Erin: As we wind down this episode, Dave, I'm curious to hear what product development trends you're noticing and think will continue into 2022.

Dave: One of them is both the word carbs and diets and some, in a lot of ways those two things are intertwined. When you start talking about the keto diet or the paleo diet that it's almost synonymous with a reduction in carbs. And carbs extends all the way up to things like sugars. Definitely, with the addition of the call-out on the nutrition facts panel last year of added sugars, people were looking to replace that.

They're doing it for the sake of sugars, but overall it's still part of the carbohydrate line on the nutrition facts panel. I don't understand the diets keto or paleo for that matter, but they certainly seem to have some rabid followers, and those are definitely trying to reduce carbs as much as possible.

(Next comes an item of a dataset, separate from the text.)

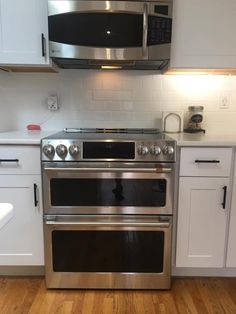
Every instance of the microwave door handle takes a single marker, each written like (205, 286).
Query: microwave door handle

The other thing we've talked about it for two years now during the pandemic, we've talked about people's interest in immunity boosting foods or ingredients. I don't think anyone is seeing the uptick that they expect, but it's definitely an interesting conversation topic.

And there also seems to be a general mindfulness. It might be the best way the umbrella term for it, mindfulness, people are looking where their food comes from the social causes, diversity and inclusion. And, you know, whether you want to save the planet or you're thinking in terms of your own health, I think people are being a lot more mindful of the purchasing decisions when it comes to food.

And cannabis, and CBD in particular, seem to be things that the FDA or USDA are planning to deal with in terms of rule-making in 2022. Remains to be seen, and a lot of work needs to be done in those, but they're getting an awful lot of pressure to come up with some type of set of rules where, at least CBD, can be marketed as a food ingredient, and then it won't be long before THC intoxicating cannabis can be used as a food ingredient as well.